Brozoski Thomas, Brozoski Daniel, Wisner Kurt, Bauer Carol
Division of Otolaryngology, Southern Illinois University School of Medicine, Springfield, IL 62794, United States.
Division of Otolaryngology, Southern Illinois University School of Medicine, Springfield, IL 62794, United States.
Hear Res. 2017 Jul;350:139-151. doi: 10.1016/j.heares.2017.04.016. Epub 2017 May 2.

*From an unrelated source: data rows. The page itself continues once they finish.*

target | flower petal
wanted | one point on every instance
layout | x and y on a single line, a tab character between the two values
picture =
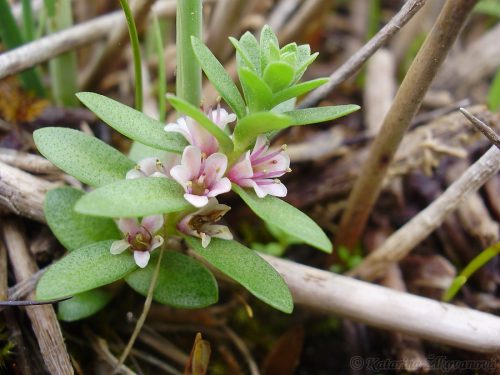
152	223
119	247
220	187
129	226
196	200
141	258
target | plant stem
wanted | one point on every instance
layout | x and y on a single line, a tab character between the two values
134	41
189	23
144	314
406	103
484	257
162	79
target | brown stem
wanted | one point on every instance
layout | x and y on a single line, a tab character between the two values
406	103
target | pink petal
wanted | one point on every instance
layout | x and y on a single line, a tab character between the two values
134	173
220	187
196	200
119	247
191	160
215	167
276	189
152	223
141	258
130	226
157	242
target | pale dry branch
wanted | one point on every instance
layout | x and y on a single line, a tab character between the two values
355	62
43	318
390	309
401	242
406	104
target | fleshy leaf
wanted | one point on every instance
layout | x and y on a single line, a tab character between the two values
286	217
132	124
190	110
219	77
247	268
298	90
72	229
249	128
320	114
278	75
86	158
182	282
83	305
257	93
84	269
134	198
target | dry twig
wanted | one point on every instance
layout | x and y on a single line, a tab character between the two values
406	104
399	244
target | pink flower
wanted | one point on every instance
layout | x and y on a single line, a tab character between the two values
260	169
140	238
153	167
201	223
201	177
196	134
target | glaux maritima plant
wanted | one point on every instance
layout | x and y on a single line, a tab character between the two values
138	208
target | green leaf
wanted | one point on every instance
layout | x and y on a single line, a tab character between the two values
250	127
134	198
278	75
84	157
74	230
250	46
219	77
320	114
132	124
298	90
190	110
247	268
182	282
84	269
286	217
267	39
83	305
258	95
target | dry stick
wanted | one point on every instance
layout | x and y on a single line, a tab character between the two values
482	127
390	309
43	318
43	49
357	60
406	103
401	242
107	57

Animal model research has shown that the central features of tinnitus, the perception of sound without an acoustic correlate, include elevated spontaneous and stimulus-driven activity, enhanced burst-mode firing, decreased variance of inter-spike intervals, and distortion of tonotopic frequency representation. Less well documented are cell-specific correlates of tinnitus. Unipolar brush cell (UBC) alterations in animals with psychophysical evidence of tinnitus has recently been reported. UBCs are glutamatergic interneurons that appear to function as local-circuit signal amplifiers. UBCs are abundant in the dorsal cochlear nucleus (DCN) and very abundant in the flocculus (FL) and paraflocculus (PFL) of the cerebellum. In the present research, two indicators of UBC structure and function were examined: Doublecortin (DCX) and epidermal growth factor receptor substrate 8 (Eps8). DCX is a protein that binds to microtubules where it can modify their assembly and growth. Eps8 is a cell-surface tyrosine kinase receptor mediating the response to epidermal growth factor; it appears to have a role in actin polymerization as well as cytoskeletal protein interactions. Both functions could contribute to synaptic remodeling. In the present research UBC Eps8 and DCX immunoreactivity (IR) were determined in 4 groups of rats distinguished by their exposure to high-level sound and psychophysical performance: Unexposed, exposed to high-level sound with behavioral evidence of tinnitus, and two exposed groups without behavioral evidence of tinnitus. Compared to unexposed controls, exposed animals with tinnitus had Eps8 IR elevated in their PFL; other structures were not affected, nor was DCX IR affected. This was interpreted as UBC upregulation in animals with tinnitus. Exposure that failed to produce tinnitus did not increase either Eps8 or DCX IR. Rather Eps8 IR was decreased in the FL and DCN of one subgroup (Least-Tinnitus), while DCX IR decreased in the FL of the other subgroup (No-Tinnitus). Neuron degeneration was also documented in the cochlear nucleus and PFL of exposed animals, both with and without tinnitus. Degeneration was not found in unexposed animals. Implications for tinnitus neuropathy are discussed in the context of synaptic remodeling and cerebellar sensory modulation.
动物模型研究表明,耳鸣的核心特征,即无声学相关物时的声音感知,包括自发活动和刺激驱动活动增加、爆发模式放电增强、峰间间隔方差减小以及音调频率表征失真。关于耳鸣的细胞特异性相关性的记录较少。最近有报道称,在有耳鸣心理物理学证据的动物中,单极刷状细胞(UBC)发生了改变。UBC是谷氨酸能中间神经元,似乎起着局部回路信号放大器的作用。UBC在蜗背侧核(DCN)中丰富,在小脑的绒球(FL)和旁绒球(PFL)中非常丰富。在本研究中,检测了UBC结构和功能的两个指标:双皮质素(DCX)和表皮生长因子受体底物8(Eps8)。DCX是一种与微管结合的蛋白质,它可以改变微管的组装和生长。Eps8是一种细胞表面酪氨酸激酶受体,介导对表皮生长因子的反应;它似乎在肌动蛋白聚合以及细胞骨架蛋白相互作用中起作用。这两种功能都可能有助于突触重塑。在本研究中,通过对4组大鼠进行区分,测定了UBC的Eps8和DCX免疫反应性(IR),这4组大鼠的区别在于是否暴露于高强度声音以及心理物理学表现:未暴露组、暴露于高强度声音且有耳鸣行为证据的组,以及两组无耳鸣行为证据的暴露组。与未暴露的对照组相比,有耳鸣的暴露动物其PFL中的Eps8 IR升高;其他结构未受影响,DCX IR也未受影响。这被解释为耳鸣动物中UBC上调。未能产生耳鸣的暴露并未增加Eps8或DCX IR。相反,在一个亚组(最少耳鸣组)的FL和DCN中,Eps8 IR降低,而在另一个亚组(无耳鸣组)的FL中,DCX IR降低。在有和没有耳鸣的暴露动物的蜗核和PFL中也记录到了神经元变性。在未暴露的动物中未发现变性。在突触重塑和小脑感觉调制的背景下讨论了对耳鸣神经病变的影响。